The ratings continue to favorably factor in MIL's experienced promoters with a track record of over 12 decades in the textile business. MIL's healthy scale of operations, past performance with the state government, and financial strength also support the ratings. However, ratings are tempered by moderate profitability margins given asset light outsourcing business and receivables risk considering revenue concentration from government tenders.
Rating Sensitivities
Positive factors that could lead to a rating upgrade include a significant improvement in the scale of operations while maintaining an operating margin of approximately 3% on a sustained basis.

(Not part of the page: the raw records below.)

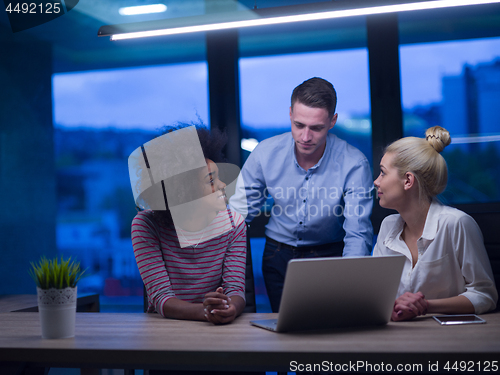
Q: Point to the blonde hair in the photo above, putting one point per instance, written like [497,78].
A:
[422,158]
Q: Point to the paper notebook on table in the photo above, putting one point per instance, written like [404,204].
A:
[326,293]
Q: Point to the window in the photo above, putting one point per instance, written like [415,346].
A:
[457,85]
[100,118]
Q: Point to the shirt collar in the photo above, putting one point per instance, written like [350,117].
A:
[431,221]
[430,227]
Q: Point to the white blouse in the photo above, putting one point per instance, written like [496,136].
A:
[452,259]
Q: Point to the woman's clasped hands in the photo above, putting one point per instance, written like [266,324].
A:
[218,307]
[409,305]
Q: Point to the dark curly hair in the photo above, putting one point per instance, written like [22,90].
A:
[212,142]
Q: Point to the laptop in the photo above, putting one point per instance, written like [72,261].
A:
[326,293]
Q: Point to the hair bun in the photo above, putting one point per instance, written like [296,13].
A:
[438,137]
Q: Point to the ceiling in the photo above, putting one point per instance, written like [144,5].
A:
[76,46]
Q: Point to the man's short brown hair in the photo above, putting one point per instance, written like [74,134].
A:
[316,93]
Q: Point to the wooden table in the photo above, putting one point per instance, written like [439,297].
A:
[148,341]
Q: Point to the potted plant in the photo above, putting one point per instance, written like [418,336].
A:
[56,289]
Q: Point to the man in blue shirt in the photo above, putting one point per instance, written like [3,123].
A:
[321,187]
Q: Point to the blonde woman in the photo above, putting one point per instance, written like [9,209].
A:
[447,269]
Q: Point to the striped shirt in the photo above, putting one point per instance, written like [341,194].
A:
[188,273]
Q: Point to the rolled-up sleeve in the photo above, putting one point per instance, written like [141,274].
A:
[358,199]
[233,275]
[149,259]
[475,265]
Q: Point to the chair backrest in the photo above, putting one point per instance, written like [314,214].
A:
[488,222]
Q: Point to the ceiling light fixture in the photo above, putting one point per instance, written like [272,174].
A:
[142,9]
[268,17]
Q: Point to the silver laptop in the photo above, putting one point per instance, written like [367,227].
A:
[326,293]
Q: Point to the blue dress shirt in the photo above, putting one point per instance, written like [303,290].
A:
[330,202]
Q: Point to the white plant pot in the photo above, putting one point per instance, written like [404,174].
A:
[57,309]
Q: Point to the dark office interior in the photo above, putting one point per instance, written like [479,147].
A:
[29,59]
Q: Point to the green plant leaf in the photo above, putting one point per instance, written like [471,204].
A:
[56,274]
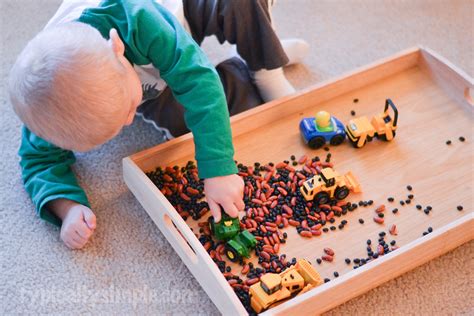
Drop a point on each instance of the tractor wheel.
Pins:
(337, 140)
(211, 224)
(354, 143)
(384, 137)
(231, 253)
(321, 198)
(316, 142)
(341, 193)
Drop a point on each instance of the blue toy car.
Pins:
(316, 131)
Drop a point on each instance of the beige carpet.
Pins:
(129, 267)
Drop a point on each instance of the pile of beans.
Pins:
(273, 202)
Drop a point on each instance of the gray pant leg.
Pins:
(241, 94)
(245, 23)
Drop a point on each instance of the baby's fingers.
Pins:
(83, 231)
(215, 210)
(240, 204)
(231, 209)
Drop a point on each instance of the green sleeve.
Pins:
(153, 35)
(47, 175)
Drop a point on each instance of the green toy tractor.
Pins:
(238, 243)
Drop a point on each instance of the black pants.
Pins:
(245, 23)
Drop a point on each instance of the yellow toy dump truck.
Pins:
(329, 184)
(274, 287)
(360, 131)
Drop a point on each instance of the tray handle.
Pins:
(182, 239)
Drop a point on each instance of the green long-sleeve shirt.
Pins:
(152, 36)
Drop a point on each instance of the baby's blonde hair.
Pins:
(67, 86)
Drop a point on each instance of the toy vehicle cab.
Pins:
(329, 184)
(322, 129)
(238, 243)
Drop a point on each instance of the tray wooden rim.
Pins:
(455, 83)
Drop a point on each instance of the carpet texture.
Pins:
(129, 267)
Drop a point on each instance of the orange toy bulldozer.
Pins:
(383, 126)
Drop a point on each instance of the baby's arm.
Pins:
(49, 180)
(196, 85)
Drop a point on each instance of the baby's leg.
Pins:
(248, 25)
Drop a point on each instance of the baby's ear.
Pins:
(116, 43)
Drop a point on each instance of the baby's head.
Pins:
(74, 88)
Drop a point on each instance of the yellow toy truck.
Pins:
(274, 288)
(360, 131)
(329, 184)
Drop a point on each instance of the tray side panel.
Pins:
(247, 121)
(189, 249)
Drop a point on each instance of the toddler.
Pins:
(98, 63)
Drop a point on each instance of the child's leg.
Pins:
(248, 25)
(167, 114)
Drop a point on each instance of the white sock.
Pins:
(295, 48)
(272, 84)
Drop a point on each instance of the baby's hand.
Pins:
(226, 191)
(78, 225)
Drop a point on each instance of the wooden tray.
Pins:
(434, 99)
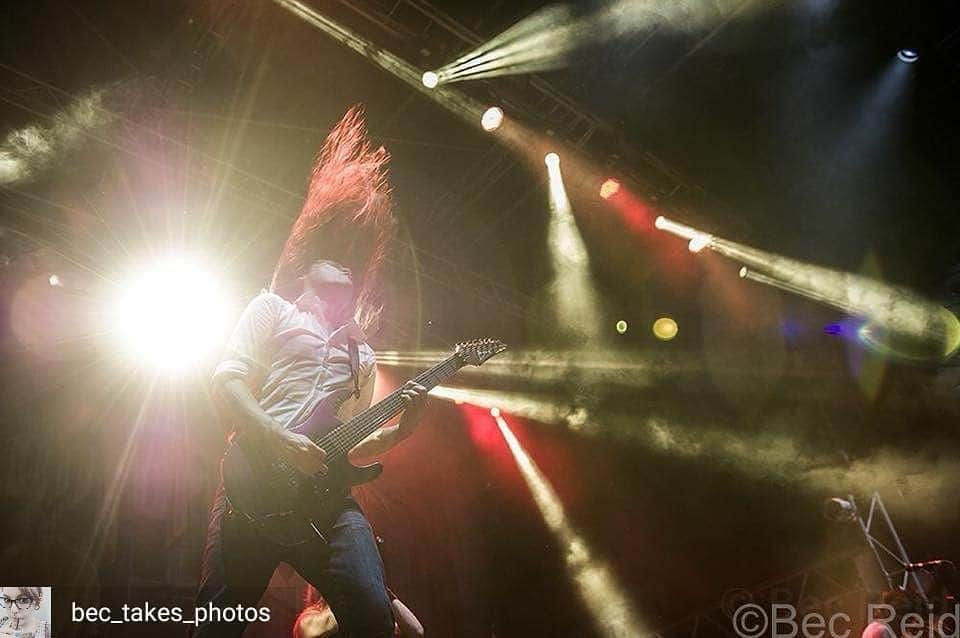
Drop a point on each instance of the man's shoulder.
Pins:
(266, 300)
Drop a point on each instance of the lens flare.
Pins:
(665, 328)
(492, 118)
(609, 188)
(172, 314)
(909, 325)
(908, 55)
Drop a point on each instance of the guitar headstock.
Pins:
(477, 351)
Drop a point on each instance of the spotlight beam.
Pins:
(574, 297)
(548, 38)
(897, 312)
(456, 102)
(610, 610)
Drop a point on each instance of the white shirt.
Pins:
(291, 363)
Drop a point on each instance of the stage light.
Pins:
(908, 55)
(172, 314)
(596, 583)
(492, 118)
(898, 322)
(665, 328)
(681, 230)
(572, 292)
(698, 243)
(609, 188)
(839, 510)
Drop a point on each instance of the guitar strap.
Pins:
(354, 350)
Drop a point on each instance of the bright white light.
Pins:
(680, 230)
(172, 314)
(596, 583)
(492, 118)
(908, 55)
(699, 242)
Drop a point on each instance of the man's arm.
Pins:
(245, 356)
(303, 453)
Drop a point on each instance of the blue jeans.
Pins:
(348, 571)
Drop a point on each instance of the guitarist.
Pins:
(292, 347)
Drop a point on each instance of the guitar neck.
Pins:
(342, 439)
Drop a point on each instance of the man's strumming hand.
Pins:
(305, 455)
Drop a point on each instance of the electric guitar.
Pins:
(291, 508)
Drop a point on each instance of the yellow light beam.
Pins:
(548, 38)
(900, 320)
(574, 297)
(611, 612)
(456, 102)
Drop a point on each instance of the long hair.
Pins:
(347, 215)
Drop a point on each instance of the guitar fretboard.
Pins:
(341, 440)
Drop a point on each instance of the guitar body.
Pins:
(282, 504)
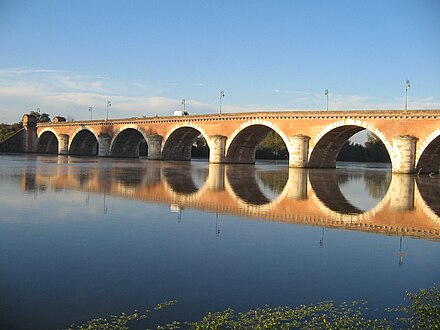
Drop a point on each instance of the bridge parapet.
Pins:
(312, 138)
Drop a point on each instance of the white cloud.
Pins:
(65, 93)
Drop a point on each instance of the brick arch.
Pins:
(129, 147)
(428, 154)
(241, 145)
(326, 145)
(49, 145)
(179, 140)
(82, 143)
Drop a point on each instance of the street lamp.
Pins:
(109, 104)
(222, 95)
(407, 87)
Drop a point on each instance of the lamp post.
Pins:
(407, 87)
(222, 95)
(109, 104)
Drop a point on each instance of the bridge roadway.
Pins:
(312, 138)
(409, 207)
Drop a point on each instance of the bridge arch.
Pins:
(129, 141)
(47, 142)
(326, 145)
(243, 142)
(428, 154)
(179, 141)
(84, 142)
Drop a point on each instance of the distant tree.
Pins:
(373, 151)
(7, 130)
(200, 148)
(272, 147)
(376, 150)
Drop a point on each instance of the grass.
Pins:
(421, 310)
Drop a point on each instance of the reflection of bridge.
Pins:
(312, 138)
(303, 197)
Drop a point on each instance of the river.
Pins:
(87, 237)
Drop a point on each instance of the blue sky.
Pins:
(146, 56)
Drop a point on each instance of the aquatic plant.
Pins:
(421, 312)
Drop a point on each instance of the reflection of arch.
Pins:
(242, 144)
(84, 143)
(428, 154)
(179, 141)
(47, 142)
(330, 140)
(179, 179)
(429, 189)
(242, 185)
(129, 142)
(326, 188)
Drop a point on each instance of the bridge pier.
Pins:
(104, 145)
(154, 146)
(297, 184)
(63, 144)
(218, 149)
(30, 135)
(403, 155)
(402, 192)
(216, 177)
(298, 151)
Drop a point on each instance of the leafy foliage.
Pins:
(422, 312)
(8, 130)
(373, 151)
(41, 117)
(271, 147)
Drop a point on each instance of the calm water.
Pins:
(87, 237)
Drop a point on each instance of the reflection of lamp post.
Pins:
(407, 87)
(222, 95)
(400, 254)
(217, 228)
(109, 104)
(321, 241)
(105, 206)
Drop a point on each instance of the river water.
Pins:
(87, 237)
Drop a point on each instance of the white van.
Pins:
(181, 113)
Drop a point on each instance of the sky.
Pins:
(62, 57)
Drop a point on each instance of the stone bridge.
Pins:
(410, 205)
(312, 138)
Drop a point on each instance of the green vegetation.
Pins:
(6, 130)
(373, 151)
(422, 312)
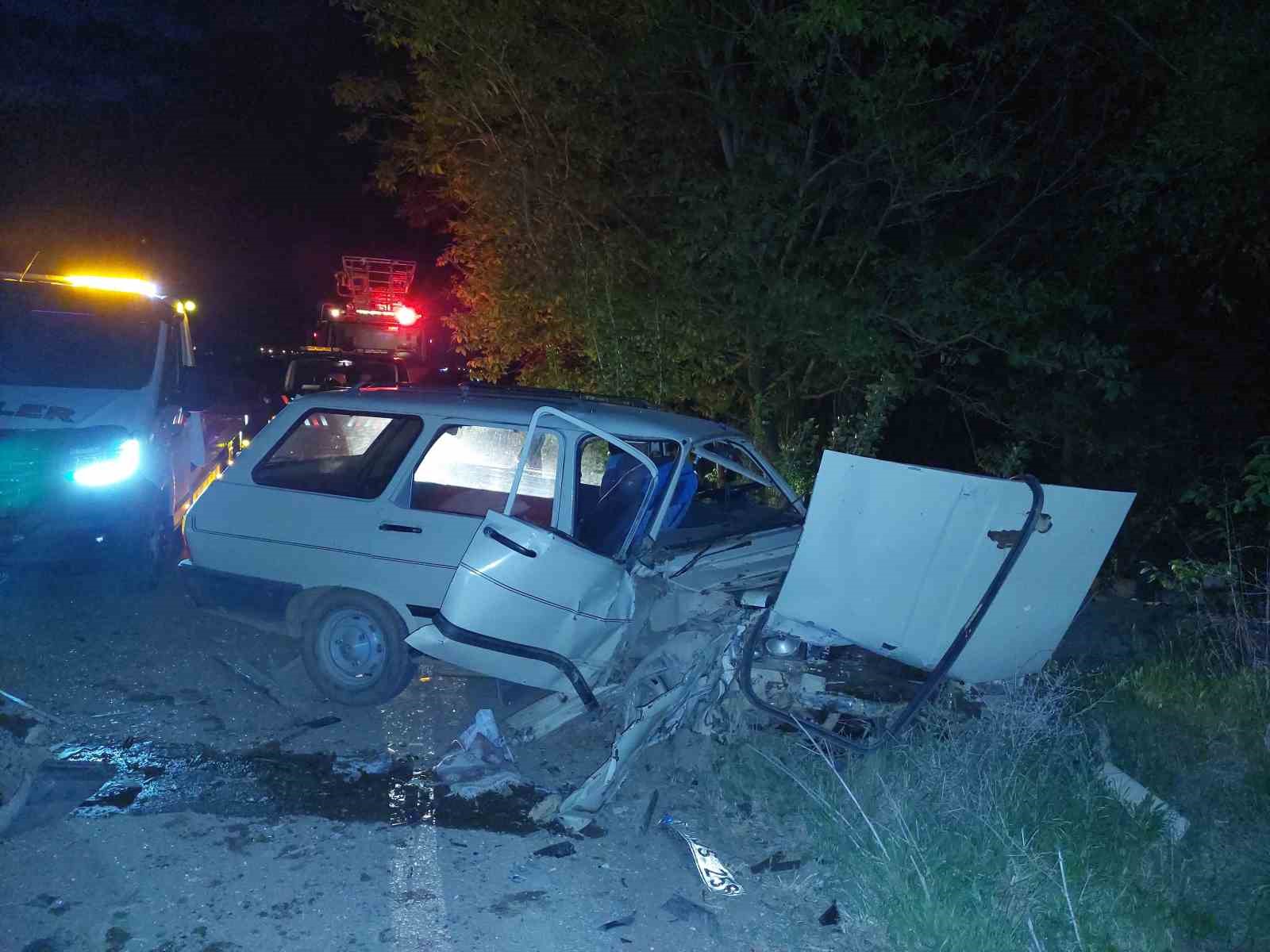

Negative factors that could lead to a rating downgrade include a deteriorating operating margin below 1.8% on a sustained basis, a deteriorating overall gearing above 1.5x, a stretch in the company's liquidity profile, and a significantly declining value of MIL's investment in NOCIL Limited.
Analytical Approach: Consolidated
CareEdge Ratings has modified the analytical approach from standalone to consolidation of financial statements of MIL and its subsidiaries while arriving at MIL's ratings given the operational and strategic linkages between them.
Outlook: Stable
The stable outlook reflects CareEdge Ratings' expectations that the company will continue to benefit from the experience of promoters and experience in executing government tenders translating into healthy performance in the near-to-medium term.
MIL reported total operating income of ₹2,807.47 crore in FY25 compared to ₹2,078.64 crore in FY24. The profit after tax (PAT) stood at ₹97.93 crore in FY25 compared to ₹98.75 crore in FY24.
In Q1 FY26, the total operating income was ₹1,240.28 crore and PAT was ₹45.56 crore.
The adjusted overall gearing (excluding investment in NOCIL Limited) stood at 0.23x as on March 31, 2025.
MIL's liquidity is adequate with expected gross cash accruals of ₹90-100 crore per annum in the next 2-3 years. The company held unencumbered shares in NOCIL Limited with a market value of ₹389 crore as of July 11, 2025, enhancing its financial flexibility.
The company has a wide distribution network with 1,000 dealers and 25,000 retailers, making its brands available across India.
The stable outlook reflects CareEdge Ratings' expectations that the company will continue to benefit from the experience of promoters and experience in executing government tenders translating into healthy performance in the near-to-medium term.